Meadows In the Mountains Review \\ Home from home in Bulgaria
“The hills are alive with the sound of music,” a wise Maria sung to us. Swap hills for mountains, Austria for Bulgaria, nuns for hippies and musical theatre for techno and electronica and you have entered the world of Meadows in the Mountains. Size and beauty are in the magic of this (relatively secret) festival. Here are some of Jazz Standard‘s favourite elements of MITM, nestled in the remote Bulgarian countryside.
Meadows in the Mountains presented a line-up you may not instantly recognise. Their programming wasn’t aloof, but surprising and open-minded. Dotted amongst electronica and EDM artists such as Montreal’s Valentin Stip, there was satisfying variety in the line-up. Saturday featured Afro-beat jazz sounds from Manchester based band Agbeka. Sunday presented memorable jazz-soul sets from Hannah Heartshape and Summer Pearl (Love is Law Collective).
Babayaga’s House: storytelling and feeding the inner child
Venture into the Temple towards Babayaga’s House and you will come upon a magnificent tree house constructed from wild imagination. You can only explore in wonder at the wooden structures and plastered moulds that intrigue the mind. Home to storytelling and magic voices, Babayaga’s House was the venue for Baba’s Backyard Theatre and their immersive, twisted tales.
Food: Secret Vegan stalls and a local tavern
Festivals have their secret activities, stages and areas, but you wouldn’t assume it would have hidden food. Winifred Rose, vegan food stall, exists behind the curtain amongst stalls of jewellery, glitter and body paint. Pay 10 Lev (around £4) and experience a generous helping of delicious vegan food to satisfy all cravings and crunches.
If you stayed in the village you could also check out the quaint Maria’s Tavern. At the top of a steep hill we’d be met by Mediterranean-esque decor and a kooky waiter. Maria’s Tavern was nothing short of characterful.
Sunrise at the sunrise stage: The Sublime
The sublime is something few get to experience. However, to watch sunrise from the MITM festival peaks is an experienced that shouldn’t just be saved for the Romantics. Loyal MITM goers know this to be a highlight of the festival. The sunrise in all its Balkan glory can be watched by the sunrise stage, which overlooks the mountains. As it rose, people danced to welcome the daylight in a communal, spiritual space.
There are those spaces that feel so far removed from normal life that you immediately resolve to live there FOREVER. The onion, a viewing platform covered by wood and paper in an onion shape was this such place. Gazing into the hills folding one after the other, it was the epitome of peacefulness. People came to look, nap, play cards, share smokes. A communal place to socialise and be still; this was a favourite place for many visitors.

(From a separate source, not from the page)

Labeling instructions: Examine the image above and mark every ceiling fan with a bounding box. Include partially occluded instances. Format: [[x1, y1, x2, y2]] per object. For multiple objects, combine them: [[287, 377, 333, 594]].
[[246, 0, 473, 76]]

Finding your spiritual outlet: Yoga Classes and Arajam
MITM is a place of spiritual awakening. With workshops and yoga classes focusing on the chakras, it’s a step away from the music stages and and one towards the inner centre. With varied themed soundtracks, taking a class of yoga or meditation under the Hara tent is a beautiful way to spend some downtime.
If your spirit feels more inclined to music making, an Arajam (a small box space with drums), omnicords and glitter facilitated free jam sessions throughout the day and night. Mantra-like repetition amongst strangers made for mesmerising moments.
Local experience: Staying with a local host
You would think a festival in the mountains can only mean camping, but MITM offers village accommodation with a host family, with many of them happy to share their home cooking with you. The villagers we spoke to promoted a positive attitude about the festival, so no need to hold yourself back at MITM. You can make yourself right at home.